Les innovations qui méritent encore qu’on en parle

En décembre 2022, je referme mon année comme Directeur TI chez HLC avec un sentiment rare: j’ai l’impression d’assister, en direct, à un basculement d’époque. L’année a été dense — géopolitique dans nos systèmes, inflation, métavers qui s’essouffle — mais c’est la toute fin qui restera dans les livres. Il y a quelques jours, un outil de conversation par intelligence artificielle a été ouvert au grand public, pis en quelques jours, le monde entier s’est mis à parler à une machine qui répond comme un humain. Mon bilan techno de l’année, cette fois, a un avant pis un après très nets.

Le timing me touche personnellement. J’achève cette année ma maîtrise en intelligence artificielle. J’ai passé des mois plongé dans les modèles, les données, les limites de cette technologie. Pis voilà qu’au moment où je termine mes études, l’IA générative explose dans la vie de tout le monde. C’est comme si le monde rattrapait, en quelques semaines, ce que j’apprenais depuis des années.

Mon année 2022 en un coup d’œil

L’IA conversationnelle, c’est l’histoire de l’année, sans contest. Ce qui me frappe, ce n’est pas que la technologie soit parfaite — elle se trompe, elle invente, elle hallucine avec assurance, exactement comme je le craignais plus tôt cette année. Ce qui me frappe, c’est l’accessibilité. D’un coup, l’IA n’est plus réservée aux chercheurs pis aux ingénieurs. N’importe qui peut lui parler. Cette démocratisation-là change tout, pis je sens qu’on n’a encore rien vu.

L’année où mon métier a basculé

Côté travail, 2022 aura été ma première année complète comme Directeur TI, à tenir le budget en pleine inflation, à gérer la cybersécurité quand la géopolitique entre dans nos serveurs, à encadrer l’IA dont je connais maintenant les rouages. Le hasard du calendrier veut que ma transition de carrière coïncide avec la plus grande transition technologique que j’aie vue de ma vie.

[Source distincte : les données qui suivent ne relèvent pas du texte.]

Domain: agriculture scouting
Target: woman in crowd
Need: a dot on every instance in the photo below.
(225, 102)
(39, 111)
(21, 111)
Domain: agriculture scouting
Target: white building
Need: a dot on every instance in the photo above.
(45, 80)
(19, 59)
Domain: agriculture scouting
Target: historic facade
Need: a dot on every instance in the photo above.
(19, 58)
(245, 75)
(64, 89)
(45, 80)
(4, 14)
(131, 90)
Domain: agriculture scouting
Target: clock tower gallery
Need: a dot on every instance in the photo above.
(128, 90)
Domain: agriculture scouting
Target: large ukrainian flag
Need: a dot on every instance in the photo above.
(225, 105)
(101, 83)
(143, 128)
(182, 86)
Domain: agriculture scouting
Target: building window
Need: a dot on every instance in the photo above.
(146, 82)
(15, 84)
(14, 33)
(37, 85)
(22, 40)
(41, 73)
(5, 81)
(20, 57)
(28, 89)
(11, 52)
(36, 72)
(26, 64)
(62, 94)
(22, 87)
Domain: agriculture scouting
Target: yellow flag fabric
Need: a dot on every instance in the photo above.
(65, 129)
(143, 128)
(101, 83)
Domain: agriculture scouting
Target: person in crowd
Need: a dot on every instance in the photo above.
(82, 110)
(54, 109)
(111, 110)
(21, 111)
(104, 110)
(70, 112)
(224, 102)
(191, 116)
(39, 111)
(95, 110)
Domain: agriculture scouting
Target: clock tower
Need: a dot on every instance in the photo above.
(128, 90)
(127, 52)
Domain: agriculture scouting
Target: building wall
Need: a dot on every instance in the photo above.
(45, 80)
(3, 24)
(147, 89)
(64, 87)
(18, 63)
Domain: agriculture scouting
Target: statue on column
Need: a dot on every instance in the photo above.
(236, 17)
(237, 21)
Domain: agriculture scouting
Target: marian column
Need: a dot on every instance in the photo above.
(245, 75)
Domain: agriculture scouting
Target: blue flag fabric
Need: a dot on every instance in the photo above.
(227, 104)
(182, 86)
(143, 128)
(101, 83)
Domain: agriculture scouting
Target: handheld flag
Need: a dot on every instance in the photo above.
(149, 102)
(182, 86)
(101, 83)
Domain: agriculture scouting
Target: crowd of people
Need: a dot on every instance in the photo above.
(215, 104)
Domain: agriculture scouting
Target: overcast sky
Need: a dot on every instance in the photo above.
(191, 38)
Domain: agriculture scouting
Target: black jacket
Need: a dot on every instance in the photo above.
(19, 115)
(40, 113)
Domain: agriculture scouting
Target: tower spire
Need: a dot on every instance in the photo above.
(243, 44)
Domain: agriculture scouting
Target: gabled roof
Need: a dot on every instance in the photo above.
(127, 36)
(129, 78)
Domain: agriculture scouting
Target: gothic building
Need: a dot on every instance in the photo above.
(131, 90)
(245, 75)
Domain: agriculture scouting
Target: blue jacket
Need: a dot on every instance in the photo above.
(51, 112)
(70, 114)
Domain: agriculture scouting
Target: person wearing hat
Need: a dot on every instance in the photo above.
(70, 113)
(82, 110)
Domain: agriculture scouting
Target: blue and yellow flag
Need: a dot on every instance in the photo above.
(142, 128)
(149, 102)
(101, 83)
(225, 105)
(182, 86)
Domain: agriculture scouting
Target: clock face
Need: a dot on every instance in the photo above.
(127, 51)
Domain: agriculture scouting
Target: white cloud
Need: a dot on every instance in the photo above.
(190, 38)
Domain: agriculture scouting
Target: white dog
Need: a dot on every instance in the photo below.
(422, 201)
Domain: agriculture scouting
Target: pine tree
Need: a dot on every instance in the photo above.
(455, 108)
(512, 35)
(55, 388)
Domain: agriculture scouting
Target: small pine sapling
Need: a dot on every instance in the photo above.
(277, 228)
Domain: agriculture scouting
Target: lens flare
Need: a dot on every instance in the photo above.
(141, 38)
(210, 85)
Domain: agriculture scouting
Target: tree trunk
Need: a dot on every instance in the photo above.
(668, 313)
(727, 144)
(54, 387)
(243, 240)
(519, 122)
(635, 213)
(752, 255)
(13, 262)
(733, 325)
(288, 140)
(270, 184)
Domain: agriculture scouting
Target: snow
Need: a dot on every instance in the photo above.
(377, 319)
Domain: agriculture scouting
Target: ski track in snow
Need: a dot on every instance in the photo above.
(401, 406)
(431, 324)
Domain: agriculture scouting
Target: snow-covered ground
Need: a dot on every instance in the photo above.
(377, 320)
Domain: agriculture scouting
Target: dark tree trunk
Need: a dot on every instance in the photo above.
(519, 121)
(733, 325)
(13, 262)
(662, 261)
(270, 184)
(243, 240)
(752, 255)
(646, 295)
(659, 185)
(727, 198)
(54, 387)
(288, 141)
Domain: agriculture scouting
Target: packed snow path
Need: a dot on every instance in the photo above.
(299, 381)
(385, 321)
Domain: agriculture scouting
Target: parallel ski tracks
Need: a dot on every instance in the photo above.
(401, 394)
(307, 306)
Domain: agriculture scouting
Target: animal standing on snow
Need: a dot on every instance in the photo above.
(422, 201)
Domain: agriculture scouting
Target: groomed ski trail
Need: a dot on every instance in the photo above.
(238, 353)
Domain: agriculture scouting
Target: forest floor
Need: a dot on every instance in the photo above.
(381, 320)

Ce qui m’habite en cette fin d’année, c’est un mélange de vertige pis d’excitation. Vertige parce que la vitesse du changement dépasse tout ce que j’ai connu. Excitation parce que je me sens, pour une fois, parfaitement à ma place: au croisement de ma formation en IA, de mon rôle de directeur, pis d’une vague technologique qui va tout redéfinir. Comme si toutes les pièces de mon parcours s’alignaient juste au bon moment.

Ce que je retiens

En décembre 2022, mon bilan a un goût d’événement historique. L’IA générative — d’abord les images cet été, puis la conversation ouverte à tous à la toute fin de l’année — a basculé du laboratoire vers la vie de millions de gens. Pis ça tombe pile au moment où j’achève ma maîtrise en intelligence artificielle. Le calendrier ne pouvait pas mieux faire les choses.

Ce que je retiens, c’est une année charnière sur tous les plans. Mon métier a basculé vers la direction, avec le budget, la gouvernance pis la cybersécurité à porter en pleine tempête géopolitique pis inflationniste. Le hype du métavers pis de la crypto a retombé, fidèle à la loi du récit qui dépasse la valeur. Pis mes passions m’ont rappelé que le jeu vidéo pis les drones tracent souvent la voie. Mais par-dessus tout, je garde le sentiment d’assister au début de quelque chose d’immense. L’IA vient de sortir de l’ombre, pis quelque chose me dit que l’année qui s’en vient ne ressemblera à aucune autre.